About the trial (NCT03724071)
This trial is a single-arm open-label Phase I/II trial evaluating the safety and tolerability of multiple ascending doses of TG6002 administered intravenously in combination with oral 5-FC, a non-cytotoxic pro-drug that can be converted in 5-FU, its active metabolite. Based on the safety profile of TG6002, several dose levels have been added to the initial Phase I clinical protocol. At the end of this Phase I part, Phase II patients will receive the recommended dose of TG6002. The trial has safety as primary endpoint for the Phase I part and efficacy for the Phase II part. The trial also evaluates pharmacokinetic properties and biodistribution of TG6002, along with immune modulation of the tumor micro-environment. This European study will enroll up to 40 patients suffering from advanced gastrointestinal carcinomas who have failed and/or are intolerant to standard therapeutic options in the Phase I part. Patients with colon cancer and liver metastases will be enrolled in the Phase II part.
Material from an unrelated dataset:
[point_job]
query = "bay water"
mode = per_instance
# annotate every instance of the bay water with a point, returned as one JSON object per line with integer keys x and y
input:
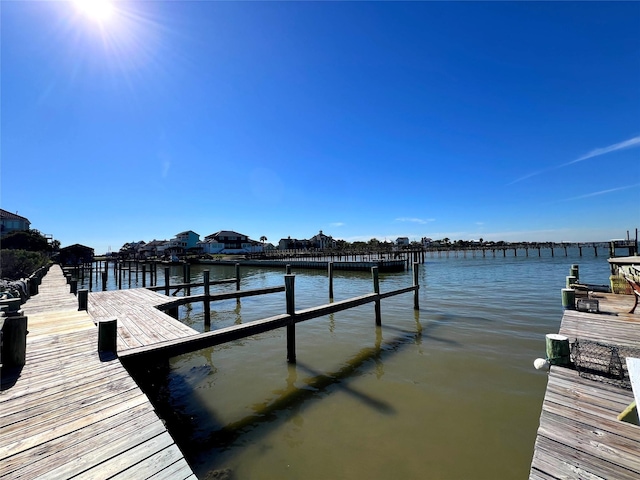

Dr. Philippe Cassier, M.D., PhD, head of the early-phase trials unit at Centre Léon Bérard (Lyon, France) is the principal investigator of the trial.
About TG6002
TG6002 has been engineered to directly kill cancer cells (oncolysis), to enable the production of a chemotherapy agent (5-FU) within the tumor, and to elicit an immune response by the body against the tumor cells. In preclinical experiments, TG6002 has been shown to induce the shrinkage of the primary tumor as well as the regression of distant metastases (Foloppe, et al., Molecular Therapy Oncolytics, View Source).
The production of 5-FU directly in the tumor aims to achieve a better anti-tumoral effect with limited chemotherapy-induced side effects.
TG6002 induces the production of 5-FU in the cancer cells it has infected, by enabling the local conversion of the pro-drug 5-FC (administered orally) into 5-FU. 5-FU is a common chemotherapy agent for patients with gastro-intestinal cancers. This mechanism of action is based on the in-tumor expression of the proprietary FCU1 gene that has been encoded in the genome of TG6002, taking advantage of the virus selective replication in the tumor cells.
When administered systemically, 5-FU is associated with side effects that can lead to treatment discontinuation. With TG6002, 5-FU is produced within the tumor where it is expected to be present at a high concentration level in contrast to the very low levels anticipated in the rest of the patient’s body.